Las Palmas będzie szóstym klubem w karierze Barcii, z czego piątym hiszpańskim – obok Celty Vigo, rezerw Granady, Ourense CF i Mirandes. Jego nową drużyną dowodzić będzie miejscowa legenda – Kirian Rodriguez, który z Las Palmas związany jest od ponad dziesięciu lat, rozegrał w tym czasie ponad 200 meczów dla „Los Amarilos”, a ostatnio drugi raz pokonał raka, przez którego zmuszony był pauzować przez ostatnie pięć miesięcy.

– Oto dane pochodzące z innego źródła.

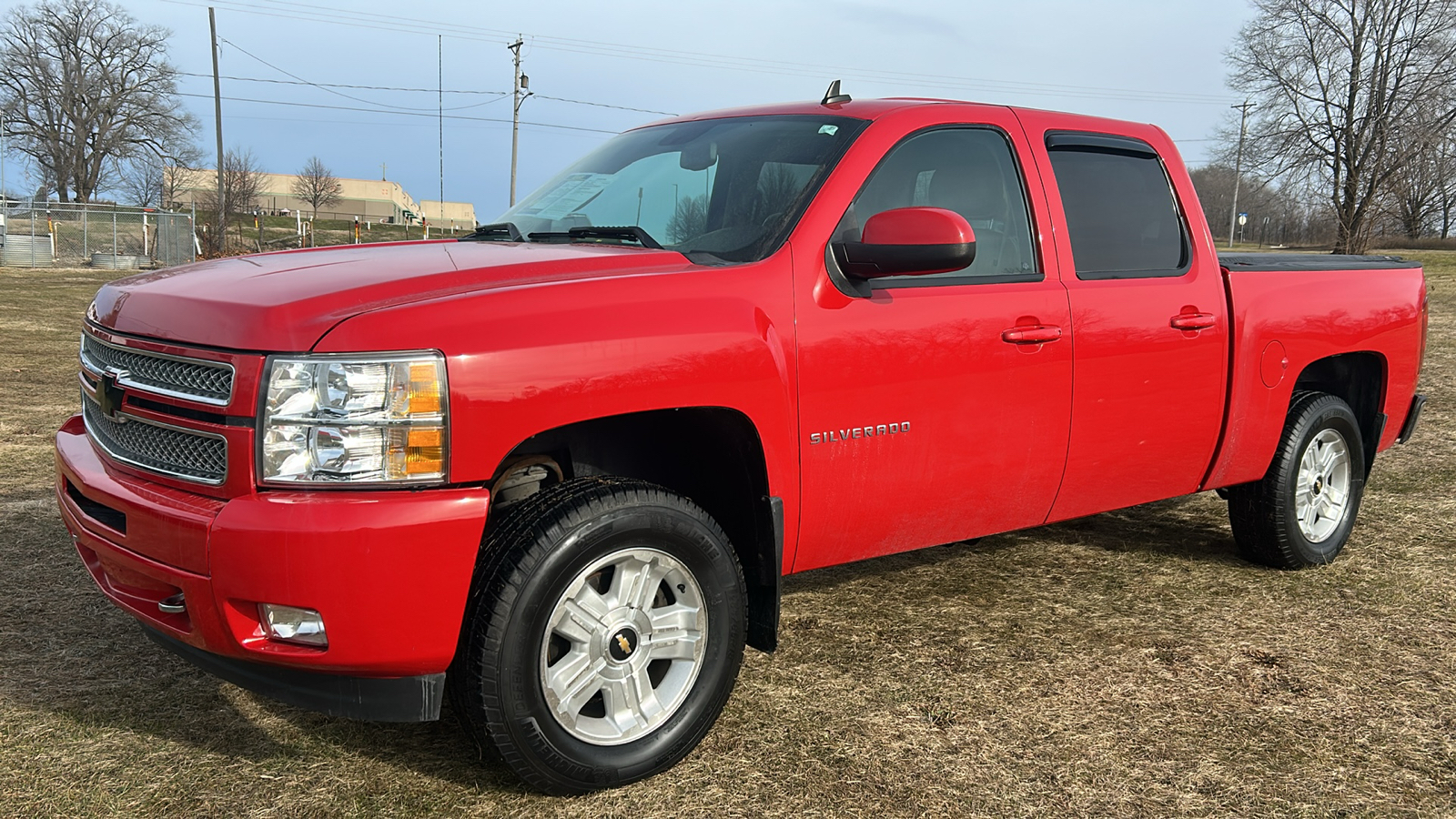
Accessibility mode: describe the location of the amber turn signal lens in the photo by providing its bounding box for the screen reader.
[410,361,440,415]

Z pewnością brak tak kluczowej postaci miał wkład w pożegnanie się przez Las Palmas z La Liga po dwóch latach w niej grania.
Sergio Barcia z pierwszym golem w PKO BP Ekstraklasie! 🎯 Hiszpan wykorzystał dośrodkowanie Kacpra Chodyny i @LegiaWarszawa prowadzi z Zagłębiem! 🔥
📺 Mecz trwa w CANAL+ SPORT3, CANAL+ PREMIUM i CANAL+ online: https://t.co/LrK3rlrlEG pic.twitter.com/dvZeE9mtF3
— CANAL+ SPORT (@CANALPLUS_SPORT) December 8, 2024
Oprócz Kiriana Rodrigueza Barcia w Las Palmas spotka jeszcze kilka innych ciekawych postaci – Jaspera Cillessena czy Sandro Ramireza, którzy w przeszłości reprezentowali barwy FC Barcelony, a także Olivera McBurnie’go czy Scotta McKennę z występami w angielskiej Premier League w CV. Oficjalny debiut dla „Los Amarillos” wypożyczony z Legii środkowy obrońca najpewniej zaliczy w niedzielę 17 sierpnia przy okazji domowego meczu jego zespołu z beniaminkiem Segunda Division – FC Andorrze, której właścicielem jest Gerard Pique.